Suppose, then, Eve and Adam talking —
With all my heart, but if they’re walking
There ends all simile.
For, tho’ I’ve tongue and often talk,
And tho’ I’ve feet, yet when I walk
There is an end of me!
Not such an end but I have breath,
Therefore to such a kind of death
I have but small objection.
I may be Turk, I may be Jew,
And tho’ a Christian, yet ’tis true
I die by Resurrection!’”
“Oh, I know that one! It’s a very old one and it’s capital. The answer is A Bedfellow. See how clever it is; if I walk, it puts an end to me! and I die by resurrection! Oh, that’s a good one. But you see this one?”
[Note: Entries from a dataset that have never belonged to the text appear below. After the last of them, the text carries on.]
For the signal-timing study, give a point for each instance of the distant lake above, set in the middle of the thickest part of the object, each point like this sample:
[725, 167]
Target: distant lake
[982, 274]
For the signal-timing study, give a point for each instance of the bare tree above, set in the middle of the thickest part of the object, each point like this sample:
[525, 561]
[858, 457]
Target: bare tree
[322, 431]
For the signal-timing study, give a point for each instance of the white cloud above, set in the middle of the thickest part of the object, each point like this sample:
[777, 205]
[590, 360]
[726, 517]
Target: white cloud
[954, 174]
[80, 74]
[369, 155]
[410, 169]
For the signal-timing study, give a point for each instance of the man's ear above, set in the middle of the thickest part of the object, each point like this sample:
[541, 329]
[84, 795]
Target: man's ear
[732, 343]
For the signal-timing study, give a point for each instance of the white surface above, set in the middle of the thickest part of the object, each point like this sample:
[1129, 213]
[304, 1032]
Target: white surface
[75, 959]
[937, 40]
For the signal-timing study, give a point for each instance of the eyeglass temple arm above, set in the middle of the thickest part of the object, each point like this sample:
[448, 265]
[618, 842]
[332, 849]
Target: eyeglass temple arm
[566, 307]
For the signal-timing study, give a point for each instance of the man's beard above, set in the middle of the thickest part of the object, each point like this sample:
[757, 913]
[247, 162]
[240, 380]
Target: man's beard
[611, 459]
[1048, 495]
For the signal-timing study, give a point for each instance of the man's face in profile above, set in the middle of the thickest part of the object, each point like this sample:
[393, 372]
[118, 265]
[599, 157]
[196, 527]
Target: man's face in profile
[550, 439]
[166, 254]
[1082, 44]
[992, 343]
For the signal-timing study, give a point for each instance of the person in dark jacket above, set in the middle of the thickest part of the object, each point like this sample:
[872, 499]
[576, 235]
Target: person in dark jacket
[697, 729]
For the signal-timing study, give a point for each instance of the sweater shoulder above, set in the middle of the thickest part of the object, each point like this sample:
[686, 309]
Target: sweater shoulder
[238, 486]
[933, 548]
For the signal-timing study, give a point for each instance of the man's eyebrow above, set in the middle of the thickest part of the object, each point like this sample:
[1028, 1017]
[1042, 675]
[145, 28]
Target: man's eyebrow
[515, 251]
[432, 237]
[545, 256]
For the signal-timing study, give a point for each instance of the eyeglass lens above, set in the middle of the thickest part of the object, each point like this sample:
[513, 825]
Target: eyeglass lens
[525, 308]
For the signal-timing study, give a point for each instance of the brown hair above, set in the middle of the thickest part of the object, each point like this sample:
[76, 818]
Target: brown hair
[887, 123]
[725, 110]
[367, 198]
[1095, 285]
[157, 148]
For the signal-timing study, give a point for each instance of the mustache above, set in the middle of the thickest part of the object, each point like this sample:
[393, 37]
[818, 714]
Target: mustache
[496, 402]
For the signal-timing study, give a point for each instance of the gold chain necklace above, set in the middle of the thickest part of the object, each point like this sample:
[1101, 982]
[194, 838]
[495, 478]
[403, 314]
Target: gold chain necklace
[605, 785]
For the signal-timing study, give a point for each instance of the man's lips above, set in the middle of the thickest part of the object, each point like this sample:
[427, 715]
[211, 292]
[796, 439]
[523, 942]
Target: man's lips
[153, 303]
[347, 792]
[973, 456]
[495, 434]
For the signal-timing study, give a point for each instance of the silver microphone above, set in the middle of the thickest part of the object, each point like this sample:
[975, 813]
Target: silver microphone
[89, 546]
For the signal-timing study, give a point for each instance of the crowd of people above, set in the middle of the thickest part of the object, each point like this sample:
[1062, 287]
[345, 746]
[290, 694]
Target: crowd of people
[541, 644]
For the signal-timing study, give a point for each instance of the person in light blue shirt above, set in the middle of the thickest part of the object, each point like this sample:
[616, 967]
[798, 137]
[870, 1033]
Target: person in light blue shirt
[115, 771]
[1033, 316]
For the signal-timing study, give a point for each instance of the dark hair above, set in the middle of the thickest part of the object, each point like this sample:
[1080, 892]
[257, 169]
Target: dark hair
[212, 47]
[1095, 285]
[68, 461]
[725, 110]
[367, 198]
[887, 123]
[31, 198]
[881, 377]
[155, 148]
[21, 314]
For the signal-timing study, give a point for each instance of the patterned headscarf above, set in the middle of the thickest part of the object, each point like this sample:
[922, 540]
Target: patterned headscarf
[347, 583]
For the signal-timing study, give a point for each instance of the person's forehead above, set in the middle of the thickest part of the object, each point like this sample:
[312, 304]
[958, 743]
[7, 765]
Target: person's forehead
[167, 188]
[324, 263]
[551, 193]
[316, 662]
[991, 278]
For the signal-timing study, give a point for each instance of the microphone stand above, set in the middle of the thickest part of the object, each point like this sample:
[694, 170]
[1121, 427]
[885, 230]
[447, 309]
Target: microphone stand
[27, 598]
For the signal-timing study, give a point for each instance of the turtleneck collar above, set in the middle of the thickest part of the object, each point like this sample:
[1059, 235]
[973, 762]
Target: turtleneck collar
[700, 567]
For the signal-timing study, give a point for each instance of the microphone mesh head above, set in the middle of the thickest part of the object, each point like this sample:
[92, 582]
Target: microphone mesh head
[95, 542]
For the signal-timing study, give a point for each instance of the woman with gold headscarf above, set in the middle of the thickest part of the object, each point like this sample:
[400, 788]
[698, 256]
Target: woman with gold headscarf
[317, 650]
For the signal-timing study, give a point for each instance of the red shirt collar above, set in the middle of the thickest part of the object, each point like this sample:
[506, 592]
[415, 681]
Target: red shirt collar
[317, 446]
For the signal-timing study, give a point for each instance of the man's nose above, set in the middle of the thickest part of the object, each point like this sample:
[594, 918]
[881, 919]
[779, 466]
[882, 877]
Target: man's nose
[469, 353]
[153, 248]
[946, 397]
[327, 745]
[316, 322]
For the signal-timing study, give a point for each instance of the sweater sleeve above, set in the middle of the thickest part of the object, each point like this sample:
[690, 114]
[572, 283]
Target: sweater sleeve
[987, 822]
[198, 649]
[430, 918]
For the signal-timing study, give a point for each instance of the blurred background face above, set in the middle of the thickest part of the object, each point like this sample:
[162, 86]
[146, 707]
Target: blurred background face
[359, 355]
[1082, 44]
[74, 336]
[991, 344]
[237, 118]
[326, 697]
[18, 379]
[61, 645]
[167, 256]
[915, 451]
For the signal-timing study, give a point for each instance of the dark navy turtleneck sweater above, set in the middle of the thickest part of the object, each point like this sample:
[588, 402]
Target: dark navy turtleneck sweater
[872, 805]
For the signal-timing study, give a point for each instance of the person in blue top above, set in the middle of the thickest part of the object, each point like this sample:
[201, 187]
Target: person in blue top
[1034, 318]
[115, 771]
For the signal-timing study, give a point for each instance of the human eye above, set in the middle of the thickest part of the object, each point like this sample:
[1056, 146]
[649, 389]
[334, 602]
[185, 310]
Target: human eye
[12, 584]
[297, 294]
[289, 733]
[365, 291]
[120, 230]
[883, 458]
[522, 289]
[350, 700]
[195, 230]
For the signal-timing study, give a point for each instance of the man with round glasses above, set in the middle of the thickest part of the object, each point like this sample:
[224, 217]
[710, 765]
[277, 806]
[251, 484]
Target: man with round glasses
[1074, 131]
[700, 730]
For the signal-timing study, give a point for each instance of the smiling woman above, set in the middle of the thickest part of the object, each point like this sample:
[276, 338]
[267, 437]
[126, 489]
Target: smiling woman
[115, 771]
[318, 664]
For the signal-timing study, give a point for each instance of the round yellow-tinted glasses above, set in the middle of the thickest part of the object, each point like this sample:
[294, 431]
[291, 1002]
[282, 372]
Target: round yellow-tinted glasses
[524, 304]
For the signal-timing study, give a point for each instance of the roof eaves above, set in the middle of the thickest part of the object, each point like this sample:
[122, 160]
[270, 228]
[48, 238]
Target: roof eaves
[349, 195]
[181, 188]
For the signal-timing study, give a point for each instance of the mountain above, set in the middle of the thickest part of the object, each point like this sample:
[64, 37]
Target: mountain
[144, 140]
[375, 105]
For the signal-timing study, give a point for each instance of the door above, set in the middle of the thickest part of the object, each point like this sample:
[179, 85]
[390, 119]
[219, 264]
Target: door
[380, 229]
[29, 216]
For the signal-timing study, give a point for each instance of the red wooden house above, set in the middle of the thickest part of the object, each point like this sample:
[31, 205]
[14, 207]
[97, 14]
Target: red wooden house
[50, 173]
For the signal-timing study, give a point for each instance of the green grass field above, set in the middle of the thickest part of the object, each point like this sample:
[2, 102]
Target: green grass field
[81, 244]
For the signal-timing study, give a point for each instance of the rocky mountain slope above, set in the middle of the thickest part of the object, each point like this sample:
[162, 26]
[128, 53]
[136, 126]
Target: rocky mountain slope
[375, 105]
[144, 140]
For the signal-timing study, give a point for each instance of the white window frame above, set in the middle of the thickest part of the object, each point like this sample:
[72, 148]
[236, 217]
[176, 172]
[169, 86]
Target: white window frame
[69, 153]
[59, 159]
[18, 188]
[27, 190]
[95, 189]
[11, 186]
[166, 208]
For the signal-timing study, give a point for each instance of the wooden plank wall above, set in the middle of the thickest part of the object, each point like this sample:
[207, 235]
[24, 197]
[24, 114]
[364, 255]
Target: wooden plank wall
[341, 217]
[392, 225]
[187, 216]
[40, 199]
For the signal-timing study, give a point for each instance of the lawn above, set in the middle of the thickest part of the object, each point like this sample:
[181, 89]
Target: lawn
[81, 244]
The golden head and the close-cropped dark one bent over the book together and read these lines:
“I sit stern as a rock when I’m raising the wind,
But the storm once abated I’m gentle and kind;
I have kings at my feet who await but my nod
To kneel down in the dust, on the ground I have trod.
Though seen by the world, I am known but to few,
The Gentile deserts me, I am pork to the Jew.
I never have passed but one night in the dark,
And that was like Noah alone in the ark.
My weight is three pounds, my length is one mile,
And when you have guessed me you’ll say with a smile,
That my first and my last are the best of this isle.”
“Now that’s an old favourite with all puzzle-lovers,” said Philip, as they finished reading it. “And it has never been satisfactorily guessed. The usual answer is The Crown of England. But that doesn’t seem right to me. However, I know no other.”